La pressione tra spagnoli e nativi americani nel Texas orientale ha impedito a molti coloni di venire in Texas. Per fermare la violenza e le crescenti incursioni dei nativi americani, la Spagna ha indetto una tregua tra molte tribù nel 1745 e nel 1789.
Le tensioni sono aumentate in Texas dopo che gli Stati Uniti hanno acquistato una grande quantità di terreni vicini dalla Francia nel 1803. Questo terreno fu chiamato l'Acquisto della Louisiana. La gente cominciò a chiedersi se la Spagna o gli Stati Uniti potessero rivendicare il Texas.
Il Messico ha vinto la guerra d'indipendenza messicana nel 1821. Il Messico, compreso il Texas, era libero dall'Impero spagnolo. Gli americani e altri coloni arrivarono in Texas quando il Messico permise ai coloni non spagnoli di stabilirsi qui. Dopo che molti coloni arrivarono in Texas, il Messico iniziò a tassare i non cittadini. Questo oltraggiò molti coloni.
Quelli del Sud erano ancora più indignati perché il Messico aveva vietato ogni forma di schiavitù nel 1829. Molti meridionali vedevano la schiavitù come uno stile di vita. Portarono gli afroamericani schiavi a lavorare come braccianti nella produzione di cotone, mais e zucchero.
Il 2 marzo 1836 il Texas dichiara l'indipendenza dal Messico e presto è in guerra. Il Texas vinse, ma il Messico rifiutò di riconoscere il Texas come indipendente. Il Texas chiese presto di diventare uno Stato degli Stati Uniti. Anni dopo, nel 1845, gli Usa aggiunsero il Texas come Stato, e il Messico ruppe le relazioni diplomatiche. Il Messico resistette alle offerte degli Stati Uniti di acquistare terreni che si estendevano dal Texas all'Oceano Pacifico. Nel 1846, una disputa sul confine tra il Texas e il Messico portò a un conflitto armato, e iniziò la guerra messicano-americana. Gli Stati Uniti vinsero la guerra, e con il Trattato di Guadalupe-Hidalgo conquistarono terre che in seguito formarono gli stati di California, Arizona, Nevada, Utah, New Mexico, Colorado sud-occidentale e Wyoming sudoccidentale. Il Messico ricevette 15 milioni di dollari e rinunciò alle sue pretese nei confronti del Texas.
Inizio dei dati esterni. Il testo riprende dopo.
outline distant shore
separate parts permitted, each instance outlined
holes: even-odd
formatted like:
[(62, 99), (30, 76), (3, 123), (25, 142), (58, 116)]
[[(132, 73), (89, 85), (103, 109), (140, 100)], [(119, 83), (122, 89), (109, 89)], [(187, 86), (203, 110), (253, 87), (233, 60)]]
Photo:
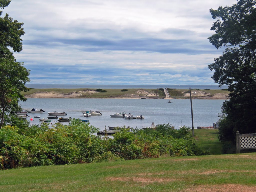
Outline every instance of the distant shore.
[[(23, 94), (27, 98), (108, 99), (154, 99), (171, 100), (190, 98), (189, 90), (167, 89), (169, 97), (166, 97), (164, 89), (106, 89), (80, 88), (31, 89)], [(226, 90), (191, 90), (192, 98), (196, 99), (226, 99), (229, 92)]]

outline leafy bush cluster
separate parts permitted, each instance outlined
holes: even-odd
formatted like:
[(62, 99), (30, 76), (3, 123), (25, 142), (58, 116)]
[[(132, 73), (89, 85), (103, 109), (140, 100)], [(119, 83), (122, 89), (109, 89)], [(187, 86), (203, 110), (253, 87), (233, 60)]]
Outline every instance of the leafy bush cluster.
[(78, 120), (54, 126), (44, 123), (0, 129), (0, 169), (205, 153), (185, 127), (135, 128), (102, 139), (96, 135), (98, 129)]

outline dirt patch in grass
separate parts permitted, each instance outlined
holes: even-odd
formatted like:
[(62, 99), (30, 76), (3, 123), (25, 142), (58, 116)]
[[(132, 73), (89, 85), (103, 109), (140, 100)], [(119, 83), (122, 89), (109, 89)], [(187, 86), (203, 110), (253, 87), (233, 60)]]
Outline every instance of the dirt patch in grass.
[(140, 182), (145, 183), (154, 182), (165, 183), (176, 180), (175, 179), (166, 178), (156, 178), (155, 177), (111, 177), (108, 179), (108, 180), (120, 181), (132, 181), (133, 182)]
[(185, 190), (186, 192), (255, 192), (256, 186), (238, 184), (200, 185)]

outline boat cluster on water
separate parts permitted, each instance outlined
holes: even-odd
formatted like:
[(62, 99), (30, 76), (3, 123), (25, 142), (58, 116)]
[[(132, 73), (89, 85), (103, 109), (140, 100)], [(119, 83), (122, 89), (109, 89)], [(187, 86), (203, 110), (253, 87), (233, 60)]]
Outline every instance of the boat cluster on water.
[[(30, 116), (28, 115), (28, 113), (42, 113), (45, 112), (45, 111), (41, 109), (40, 110), (37, 110), (34, 108), (31, 110), (25, 110), (25, 111), (21, 111), (16, 113), (16, 115), (17, 117), (20, 118), (26, 119), (28, 117)], [(58, 112), (56, 111), (54, 111), (53, 112), (48, 112), (48, 113), (49, 116), (47, 117), (47, 119), (46, 118), (40, 119), (41, 117), (39, 115), (35, 116), (34, 116), (34, 118), (38, 118), (39, 121), (47, 122), (50, 122), (52, 119), (56, 119), (59, 122), (68, 122), (71, 120), (71, 119), (70, 117), (69, 117), (68, 118), (64, 117), (59, 117), (58, 119), (58, 116), (67, 115), (67, 114), (64, 111), (62, 112)], [(80, 115), (80, 116), (89, 117), (92, 115), (102, 115), (102, 114), (99, 111), (93, 111), (91, 110), (82, 112), (82, 113), (83, 114), (82, 115)], [(110, 115), (110, 116), (111, 117), (121, 117), (124, 119), (144, 119), (144, 116), (142, 115), (134, 116), (131, 113), (126, 114), (125, 112), (119, 113), (117, 113)], [(32, 117), (30, 118), (30, 120), (31, 121), (34, 120)], [(87, 120), (80, 119), (80, 120), (81, 121), (84, 122), (89, 122), (89, 120)]]

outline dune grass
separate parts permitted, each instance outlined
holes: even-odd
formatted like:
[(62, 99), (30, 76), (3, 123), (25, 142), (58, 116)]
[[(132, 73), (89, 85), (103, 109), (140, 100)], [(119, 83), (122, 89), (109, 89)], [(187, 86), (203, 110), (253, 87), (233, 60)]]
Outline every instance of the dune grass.
[[(136, 91), (139, 90), (143, 89), (145, 91), (148, 91), (151, 93), (157, 93), (157, 97), (149, 97), (148, 98), (161, 98), (165, 97), (164, 92), (161, 90), (154, 89), (129, 89), (126, 91), (121, 91), (122, 89), (102, 89), (103, 90), (105, 90), (106, 92), (96, 92), (91, 94), (88, 93), (83, 92), (83, 91), (86, 91), (87, 90), (95, 91), (96, 89), (82, 88), (74, 89), (31, 89), (29, 91), (26, 92), (22, 92), (22, 93), (23, 95), (28, 95), (29, 97), (29, 95), (37, 92), (55, 92), (63, 94), (69, 94), (73, 92), (79, 92), (82, 94), (78, 96), (81, 98), (112, 98), (115, 97), (120, 97), (124, 98), (130, 98), (132, 95), (136, 95), (138, 97), (139, 96), (141, 97), (147, 96), (147, 94), (139, 94)], [(187, 92), (188, 90), (186, 89), (176, 89), (168, 88), (168, 91), (171, 95), (171, 97), (176, 97), (177, 99), (184, 99), (184, 92)], [(216, 93), (228, 93), (229, 92), (227, 91), (220, 90), (198, 90), (200, 91), (204, 91), (206, 93), (210, 93), (210, 96), (213, 96), (214, 94)], [(192, 90), (193, 91), (193, 90)], [(136, 96), (135, 97), (136, 97)], [(198, 97), (196, 96), (193, 96), (192, 97)]]
[(252, 153), (2, 170), (0, 191), (249, 192), (255, 160)]

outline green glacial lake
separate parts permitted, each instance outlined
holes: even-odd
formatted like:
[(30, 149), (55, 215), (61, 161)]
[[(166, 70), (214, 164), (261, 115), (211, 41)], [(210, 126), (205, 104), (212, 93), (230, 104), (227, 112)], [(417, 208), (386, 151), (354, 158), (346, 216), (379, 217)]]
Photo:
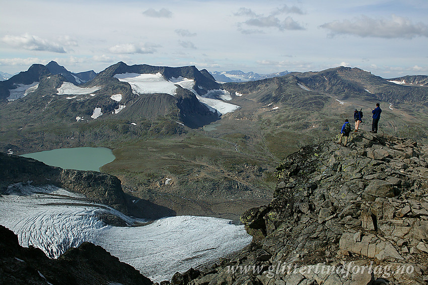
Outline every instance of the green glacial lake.
[(31, 158), (48, 165), (64, 169), (95, 170), (116, 158), (111, 150), (107, 148), (75, 148), (58, 149), (21, 156)]

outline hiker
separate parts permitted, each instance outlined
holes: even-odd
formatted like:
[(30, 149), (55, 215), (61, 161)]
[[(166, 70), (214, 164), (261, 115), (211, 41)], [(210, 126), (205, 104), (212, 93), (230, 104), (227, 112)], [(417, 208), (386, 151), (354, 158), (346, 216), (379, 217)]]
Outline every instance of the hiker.
[(360, 123), (361, 122), (361, 115), (363, 114), (363, 109), (360, 112), (356, 109), (353, 111), (353, 119), (355, 120), (355, 130), (354, 131), (358, 131), (358, 128), (360, 126)]
[(345, 123), (342, 126), (342, 129), (340, 130), (340, 136), (337, 141), (337, 144), (342, 145), (342, 138), (345, 138), (345, 144), (343, 146), (346, 147), (348, 144), (348, 137), (349, 136), (349, 133), (351, 132), (351, 125), (347, 119), (345, 120)]
[(379, 103), (377, 103), (376, 108), (372, 111), (372, 113), (373, 114), (373, 116), (372, 117), (373, 118), (373, 121), (372, 123), (372, 130), (370, 131), (370, 132), (373, 133), (378, 133), (378, 123), (379, 122), (379, 119), (381, 118), (381, 113), (382, 111), (380, 106)]

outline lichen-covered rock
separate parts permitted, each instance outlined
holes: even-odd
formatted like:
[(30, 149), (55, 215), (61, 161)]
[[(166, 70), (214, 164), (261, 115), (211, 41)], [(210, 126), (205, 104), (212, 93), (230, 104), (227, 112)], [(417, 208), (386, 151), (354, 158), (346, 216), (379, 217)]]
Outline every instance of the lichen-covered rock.
[(427, 159), (428, 146), (364, 131), (302, 148), (271, 203), (241, 218), (254, 244), (189, 283), (426, 284)]

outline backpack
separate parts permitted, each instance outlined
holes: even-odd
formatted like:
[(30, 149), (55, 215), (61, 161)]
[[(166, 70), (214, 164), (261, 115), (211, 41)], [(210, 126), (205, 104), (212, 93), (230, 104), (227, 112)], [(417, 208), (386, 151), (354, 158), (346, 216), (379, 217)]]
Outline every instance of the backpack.
[(345, 124), (345, 129), (343, 130), (343, 132), (345, 134), (348, 134), (351, 132), (351, 124), (349, 123)]

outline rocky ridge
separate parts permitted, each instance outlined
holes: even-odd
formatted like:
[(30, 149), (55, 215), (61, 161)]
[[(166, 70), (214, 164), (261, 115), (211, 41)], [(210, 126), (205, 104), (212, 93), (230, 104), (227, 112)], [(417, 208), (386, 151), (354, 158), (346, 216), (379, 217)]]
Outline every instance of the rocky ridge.
[(252, 244), (172, 284), (428, 283), (428, 146), (359, 132), (277, 169), (272, 201), (241, 217)]

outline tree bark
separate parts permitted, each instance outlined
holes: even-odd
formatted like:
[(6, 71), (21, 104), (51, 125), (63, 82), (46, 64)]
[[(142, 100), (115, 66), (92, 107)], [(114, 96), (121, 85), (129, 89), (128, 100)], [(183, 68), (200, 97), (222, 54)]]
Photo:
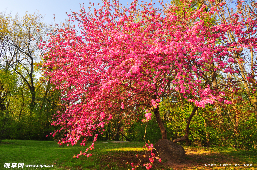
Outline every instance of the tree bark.
[(189, 133), (189, 126), (190, 125), (190, 122), (191, 122), (191, 120), (192, 120), (192, 118), (193, 118), (193, 116), (195, 115), (196, 111), (198, 108), (196, 106), (195, 107), (194, 109), (193, 109), (193, 111), (192, 111), (192, 113), (191, 113), (190, 116), (188, 118), (188, 119), (187, 122), (187, 127), (186, 129), (186, 134), (185, 134), (185, 136), (182, 137), (180, 137), (180, 138), (174, 140), (172, 141), (173, 142), (176, 143), (180, 142), (182, 142), (185, 141), (188, 139), (188, 134)]
[(159, 110), (159, 106), (157, 106), (157, 107), (153, 109), (153, 113), (154, 114), (154, 116), (156, 119), (156, 121), (158, 123), (159, 127), (161, 129), (161, 136), (163, 139), (168, 139), (167, 136), (167, 131), (164, 127), (162, 122), (162, 121), (161, 116), (160, 116), (160, 112)]

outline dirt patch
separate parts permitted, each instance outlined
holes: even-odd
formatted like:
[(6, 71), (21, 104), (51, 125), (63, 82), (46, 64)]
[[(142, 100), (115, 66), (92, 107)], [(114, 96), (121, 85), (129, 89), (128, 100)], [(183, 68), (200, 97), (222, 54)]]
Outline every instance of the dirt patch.
[[(257, 169), (257, 165), (252, 165), (251, 166), (236, 167), (223, 166), (222, 164), (244, 163), (242, 160), (232, 156), (223, 154), (222, 153), (215, 152), (211, 150), (206, 148), (185, 148), (186, 151), (186, 160), (183, 162), (179, 164), (170, 163), (165, 160), (162, 160), (161, 162), (155, 160), (152, 169), (166, 170), (173, 169)], [(132, 167), (130, 165), (131, 163), (134, 165), (138, 163), (139, 158), (141, 156), (142, 160), (139, 169), (145, 169), (143, 165), (144, 163), (149, 163), (149, 156), (145, 154), (146, 157), (143, 157), (143, 154), (138, 152), (109, 152), (109, 154), (105, 156), (99, 157), (99, 164), (103, 165), (102, 167), (111, 168), (114, 165), (119, 165), (122, 168), (127, 168), (131, 169)], [(136, 155), (139, 155), (139, 158)], [(150, 156), (151, 155), (150, 155)], [(126, 163), (128, 162), (128, 164)], [(219, 166), (202, 166), (204, 164), (220, 164)]]

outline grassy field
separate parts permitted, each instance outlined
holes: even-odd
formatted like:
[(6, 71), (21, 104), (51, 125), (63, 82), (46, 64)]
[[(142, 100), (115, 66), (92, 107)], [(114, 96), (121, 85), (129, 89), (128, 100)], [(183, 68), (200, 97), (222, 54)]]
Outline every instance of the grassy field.
[[(82, 155), (73, 158), (85, 146), (79, 145), (59, 147), (53, 141), (5, 140), (0, 145), (0, 169), (126, 169), (131, 166), (126, 164), (138, 161), (136, 155), (142, 153), (144, 143), (132, 142), (104, 143), (98, 142), (92, 152), (87, 157)], [(227, 148), (206, 148), (185, 146), (186, 160), (179, 164), (170, 164), (164, 160), (155, 163), (152, 169), (257, 169), (257, 151), (237, 150)], [(147, 157), (142, 160), (148, 163)], [(5, 163), (24, 163), (23, 168), (4, 168)], [(26, 167), (25, 165), (53, 165), (52, 167)], [(204, 167), (202, 164), (251, 164), (247, 167)], [(11, 167), (11, 166), (10, 166)], [(139, 169), (145, 169), (141, 167)]]

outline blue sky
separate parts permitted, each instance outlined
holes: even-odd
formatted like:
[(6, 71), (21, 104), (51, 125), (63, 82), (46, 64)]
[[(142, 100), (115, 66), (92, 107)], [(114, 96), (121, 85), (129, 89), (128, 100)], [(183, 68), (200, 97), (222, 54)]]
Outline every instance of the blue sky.
[[(44, 21), (50, 24), (53, 22), (53, 14), (55, 14), (56, 20), (58, 23), (61, 19), (66, 17), (65, 13), (71, 14), (70, 9), (72, 12), (78, 12), (80, 9), (79, 0), (2, 0), (0, 5), (0, 12), (3, 12), (6, 9), (6, 12), (10, 13), (11, 11), (13, 16), (17, 13), (21, 17), (26, 12), (29, 13), (33, 13), (37, 10), (42, 15), (45, 15)], [(133, 0), (121, 0), (121, 3), (123, 5), (126, 5), (133, 1)], [(102, 4), (101, 0), (91, 0), (91, 2), (96, 5), (97, 3)], [(89, 1), (81, 0), (80, 3), (84, 3), (85, 8), (87, 9), (89, 5)]]

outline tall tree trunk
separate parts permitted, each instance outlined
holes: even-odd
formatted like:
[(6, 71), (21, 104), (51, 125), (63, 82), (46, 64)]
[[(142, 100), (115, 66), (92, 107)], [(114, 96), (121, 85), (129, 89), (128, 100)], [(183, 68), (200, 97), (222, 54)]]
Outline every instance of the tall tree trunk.
[[(203, 113), (203, 116), (205, 117), (205, 115), (204, 113)], [(206, 136), (206, 142), (207, 143), (207, 147), (210, 147), (210, 141), (209, 140), (209, 133), (207, 132), (207, 124), (206, 123), (206, 121), (205, 118), (204, 119), (204, 130), (205, 131), (205, 136)]]
[(163, 139), (168, 139), (167, 136), (167, 131), (164, 127), (162, 122), (162, 121), (161, 116), (160, 116), (160, 112), (159, 110), (159, 106), (157, 106), (157, 107), (153, 109), (153, 113), (154, 114), (154, 116), (156, 119), (156, 121), (158, 123), (159, 127), (161, 129), (161, 136)]
[(191, 113), (191, 114), (189, 116), (189, 118), (188, 118), (188, 119), (187, 120), (187, 127), (186, 129), (186, 134), (185, 134), (185, 136), (182, 137), (174, 140), (172, 141), (173, 142), (176, 143), (180, 142), (182, 142), (185, 141), (188, 139), (188, 134), (189, 133), (189, 126), (190, 125), (190, 122), (191, 122), (192, 118), (193, 118), (193, 116), (195, 115), (196, 111), (198, 108), (198, 107), (196, 106), (195, 107), (194, 109), (193, 109), (192, 113)]
[(49, 80), (48, 82), (47, 83), (47, 87), (46, 90), (45, 90), (45, 95), (43, 98), (43, 101), (42, 102), (41, 104), (41, 106), (40, 107), (40, 110), (42, 109), (44, 105), (45, 105), (45, 100), (46, 100), (47, 96), (47, 93), (48, 93), (48, 91), (49, 90), (49, 87), (50, 87), (50, 80)]

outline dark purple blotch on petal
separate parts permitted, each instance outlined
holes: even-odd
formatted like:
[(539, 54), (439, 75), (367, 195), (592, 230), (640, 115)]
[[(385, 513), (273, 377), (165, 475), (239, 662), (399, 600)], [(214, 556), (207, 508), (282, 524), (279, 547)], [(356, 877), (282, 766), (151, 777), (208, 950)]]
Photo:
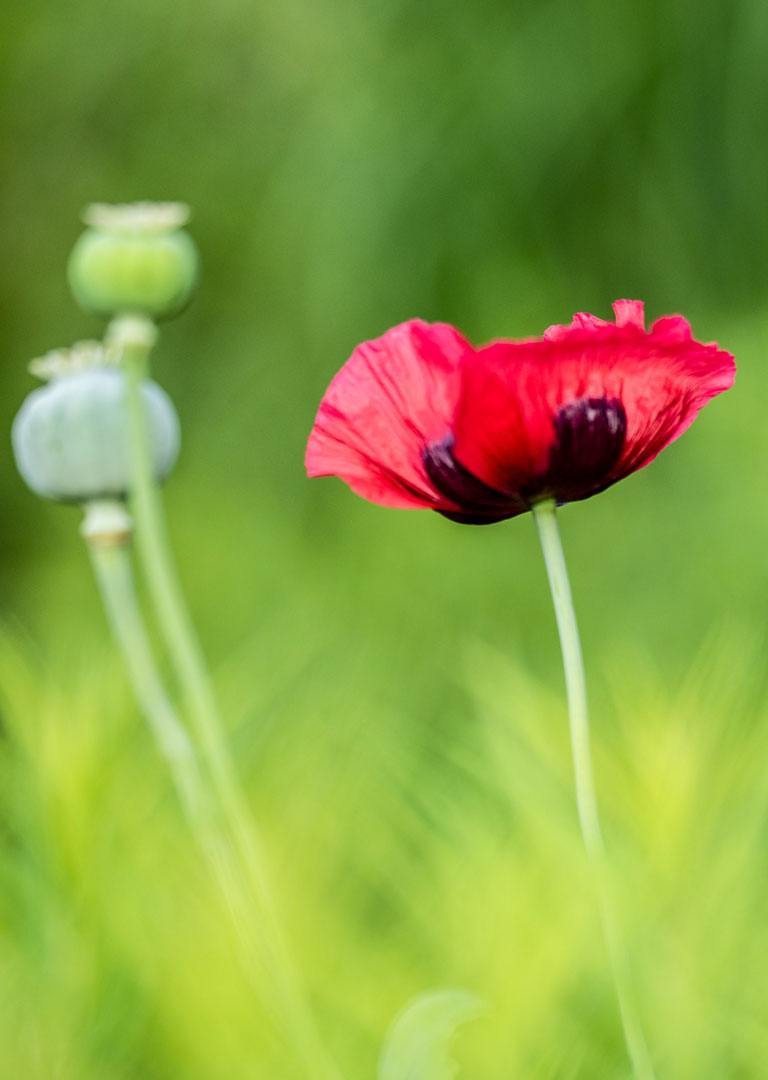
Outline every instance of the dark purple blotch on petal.
[(542, 489), (563, 502), (594, 495), (608, 483), (626, 438), (626, 414), (616, 397), (579, 397), (554, 418), (555, 442)]
[(442, 510), (444, 517), (463, 525), (490, 525), (527, 509), (522, 499), (497, 491), (477, 480), (454, 457), (454, 436), (429, 443), (421, 454), (427, 475), (440, 494), (460, 510)]

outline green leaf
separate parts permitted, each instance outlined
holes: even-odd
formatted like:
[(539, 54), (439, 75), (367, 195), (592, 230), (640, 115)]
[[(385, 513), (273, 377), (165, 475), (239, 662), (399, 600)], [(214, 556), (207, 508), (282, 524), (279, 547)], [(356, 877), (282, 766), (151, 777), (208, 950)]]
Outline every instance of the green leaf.
[(379, 1058), (378, 1080), (453, 1080), (449, 1050), (456, 1028), (483, 1012), (467, 990), (431, 990), (413, 998), (395, 1017)]

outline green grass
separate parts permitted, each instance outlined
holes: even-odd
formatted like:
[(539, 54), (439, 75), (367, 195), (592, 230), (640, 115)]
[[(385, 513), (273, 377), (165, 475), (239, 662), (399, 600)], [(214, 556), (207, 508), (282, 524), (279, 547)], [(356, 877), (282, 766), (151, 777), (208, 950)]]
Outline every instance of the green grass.
[[(420, 670), (418, 631), (398, 619), (393, 634), (391, 595), (381, 607), (386, 633), (355, 650), (333, 615), (302, 640), (311, 596), (286, 602), (218, 673), (345, 1075), (375, 1075), (408, 998), (458, 985), (488, 1007), (457, 1042), (467, 1076), (628, 1076), (557, 680), (471, 629)], [(99, 631), (58, 661), (2, 640), (3, 1074), (294, 1077)], [(768, 1068), (763, 652), (730, 624), (676, 683), (639, 643), (591, 665), (601, 805), (662, 1076)]]

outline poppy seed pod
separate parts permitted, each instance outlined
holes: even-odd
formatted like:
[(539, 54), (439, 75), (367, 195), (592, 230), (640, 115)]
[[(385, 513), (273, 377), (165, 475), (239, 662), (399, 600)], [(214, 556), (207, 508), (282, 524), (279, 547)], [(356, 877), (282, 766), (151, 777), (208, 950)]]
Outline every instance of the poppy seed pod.
[[(131, 486), (125, 397), (124, 374), (108, 367), (63, 375), (33, 390), (11, 432), (28, 487), (60, 502), (125, 497)], [(164, 480), (178, 457), (178, 417), (156, 382), (142, 384), (142, 399), (152, 470)]]
[(189, 302), (199, 275), (198, 249), (184, 232), (181, 203), (96, 204), (67, 266), (72, 294), (105, 318), (132, 312), (170, 319)]

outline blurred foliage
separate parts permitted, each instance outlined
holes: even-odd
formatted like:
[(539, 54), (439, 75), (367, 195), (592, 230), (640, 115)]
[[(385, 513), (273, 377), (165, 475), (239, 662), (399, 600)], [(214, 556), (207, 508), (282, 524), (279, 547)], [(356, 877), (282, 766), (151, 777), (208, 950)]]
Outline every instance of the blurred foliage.
[[(472, 339), (642, 297), (737, 355), (648, 470), (562, 514), (597, 779), (660, 1075), (768, 1074), (768, 8), (760, 0), (5, 0), (0, 426), (98, 336), (87, 202), (184, 199), (156, 376), (172, 530), (300, 966), (348, 1077), (466, 986), (468, 1076), (623, 1077), (531, 523), (306, 481), (331, 376), (413, 315)], [(130, 702), (73, 510), (0, 455), (2, 1072), (291, 1077)], [(526, 674), (524, 674), (526, 673)]]

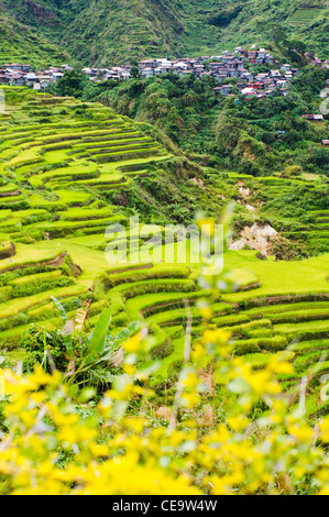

Dopo l'elezione di Abraham Lincoln a presidente degli Stati Uniti, il Texas si è unito agli Stati Confederati d'America di recente formazione nel 1861 e ha combattuto nella guerra civile americana nel tentativo di diventare indipendente dagli Stati Uniti. I Confederati persero contro l'Unione (gli Stati Uniti) nel 1865. Il 30 marzo 1870 il Texas è stato riportato alla piena rappresentanza al Congresso.
Il 10 gennaio 1901, il petrolio è stato trovato in Texas, portando alla fondazione di un'economia più ricca. In un periodo in cui l'economia andava male, molte persone lasciarono il Texas. Il Texas non ha riconquistato la popolazione che ha perso fino agli anni Cinquanta e Sessanta. Negli ultimi anni, il Texas ha esplorato la tecnologia e i computer.